The trial was being held in a gymnasium at the Fleury-Merogis Prison outside Paris, renovated for the proceedings at a cost of more than $1.7 million. The gym replaces the Palais de Justice in central Paris, where courtrooms are too small to accommodate the trial.
The suspects are accused of sending arms and medicine, recruiting fighters and providing safe havens in France for insurgents and funds for the cause.
Charged with ``criminal association with a terrorist enterprise,'' they face up to 10 years in prison if convicted.
The key leaders of the suspected militants sat Monday in a bullet-proof box during questioning.
Mohamed Chalabi, one of the alleged leaders, was asked if he was Algerian.
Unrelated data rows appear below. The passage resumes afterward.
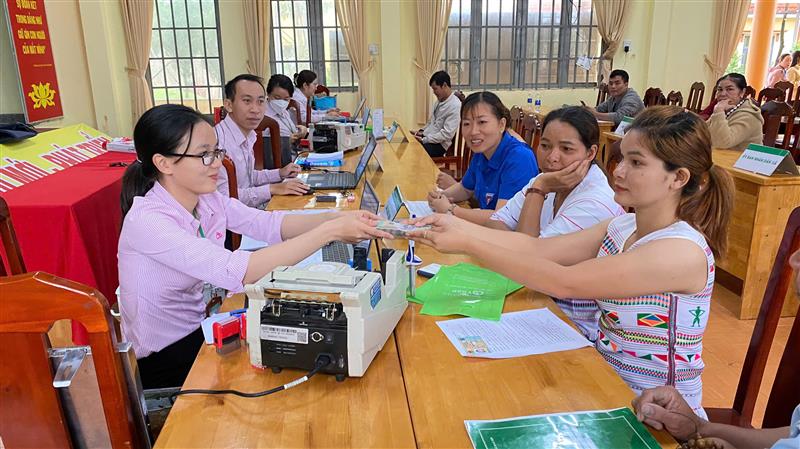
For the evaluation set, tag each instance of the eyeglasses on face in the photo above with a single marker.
(208, 157)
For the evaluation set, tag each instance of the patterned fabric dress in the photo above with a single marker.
(656, 340)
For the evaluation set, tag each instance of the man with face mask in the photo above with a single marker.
(244, 104)
(279, 90)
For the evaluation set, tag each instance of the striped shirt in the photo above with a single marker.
(253, 184)
(589, 203)
(656, 339)
(164, 262)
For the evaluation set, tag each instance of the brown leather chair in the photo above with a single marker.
(694, 102)
(602, 93)
(654, 97)
(32, 414)
(785, 394)
(10, 244)
(233, 192)
(775, 114)
(786, 87)
(675, 98)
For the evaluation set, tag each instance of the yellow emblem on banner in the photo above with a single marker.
(42, 95)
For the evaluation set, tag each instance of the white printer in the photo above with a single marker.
(296, 314)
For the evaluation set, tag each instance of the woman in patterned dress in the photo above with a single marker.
(651, 272)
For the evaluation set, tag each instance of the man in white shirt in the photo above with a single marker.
(438, 133)
(244, 104)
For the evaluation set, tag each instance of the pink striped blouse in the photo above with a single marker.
(164, 261)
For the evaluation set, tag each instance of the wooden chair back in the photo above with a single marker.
(12, 254)
(788, 89)
(293, 106)
(275, 141)
(775, 113)
(516, 119)
(770, 94)
(694, 102)
(654, 97)
(233, 192)
(602, 93)
(785, 395)
(32, 415)
(675, 98)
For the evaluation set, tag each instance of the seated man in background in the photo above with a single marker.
(622, 100)
(664, 408)
(279, 90)
(244, 103)
(438, 133)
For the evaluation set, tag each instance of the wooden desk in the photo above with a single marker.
(761, 208)
(417, 392)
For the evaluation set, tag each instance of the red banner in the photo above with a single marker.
(37, 72)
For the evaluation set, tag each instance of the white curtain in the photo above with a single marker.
(612, 15)
(432, 20)
(137, 19)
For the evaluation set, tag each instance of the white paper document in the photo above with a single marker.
(517, 334)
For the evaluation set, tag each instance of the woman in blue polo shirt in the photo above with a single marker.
(500, 167)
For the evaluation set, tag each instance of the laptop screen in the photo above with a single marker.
(393, 204)
(369, 199)
(362, 163)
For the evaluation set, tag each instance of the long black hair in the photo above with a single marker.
(160, 130)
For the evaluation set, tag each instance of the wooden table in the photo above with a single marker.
(761, 209)
(417, 392)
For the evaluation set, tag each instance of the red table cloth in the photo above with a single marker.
(68, 224)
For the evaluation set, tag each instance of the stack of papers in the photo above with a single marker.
(616, 428)
(517, 334)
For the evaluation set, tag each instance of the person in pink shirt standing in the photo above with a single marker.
(171, 247)
(244, 102)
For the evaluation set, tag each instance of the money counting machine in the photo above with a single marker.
(296, 315)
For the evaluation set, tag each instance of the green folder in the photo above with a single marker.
(465, 289)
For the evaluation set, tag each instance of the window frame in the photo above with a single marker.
(194, 86)
(316, 42)
(520, 30)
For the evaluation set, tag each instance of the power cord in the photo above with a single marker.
(322, 361)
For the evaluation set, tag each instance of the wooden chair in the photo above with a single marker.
(787, 87)
(785, 395)
(675, 98)
(775, 113)
(654, 97)
(602, 93)
(770, 94)
(275, 143)
(32, 414)
(296, 107)
(694, 102)
(233, 192)
(10, 244)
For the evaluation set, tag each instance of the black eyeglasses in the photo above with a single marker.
(208, 157)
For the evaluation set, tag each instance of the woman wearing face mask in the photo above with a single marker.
(500, 167)
(279, 90)
(173, 234)
(571, 194)
(306, 84)
(736, 121)
(651, 273)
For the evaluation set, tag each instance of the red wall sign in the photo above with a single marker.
(37, 72)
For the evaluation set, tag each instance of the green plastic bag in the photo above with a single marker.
(465, 289)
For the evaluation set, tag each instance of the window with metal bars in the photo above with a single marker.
(508, 44)
(306, 35)
(185, 54)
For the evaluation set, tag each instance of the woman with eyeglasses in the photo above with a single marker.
(736, 121)
(171, 249)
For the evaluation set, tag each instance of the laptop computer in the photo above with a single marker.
(342, 252)
(342, 180)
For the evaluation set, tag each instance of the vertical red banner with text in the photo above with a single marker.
(37, 71)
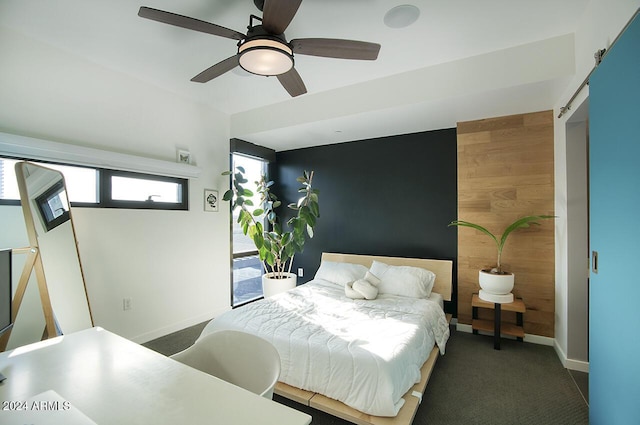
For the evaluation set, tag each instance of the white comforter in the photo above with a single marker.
(367, 354)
``No. I'm Muslim,'' he replied. ``The military authorities are Algerian. I'm Muslim.''
Notably absent from the trial was Mohamed Kerrouch, described as the ideologue and top leader. He was extradited in December from Britain but has refused to attend the trial.
Kerrouch is accused of organizing support networks and provisions for the Islamic Salvation Army, the military wing of the now-banned Algerian political party the Islamic Salvation Front. He allegedly continued the same work for the Armed Islamic Group, the radical insurgency movement accused of numerous massacres.
Another leading suspect, Mourad Tacine, is accused of heading a third group that allegedly provided false documents and lodging for insurgents who took refuge in France.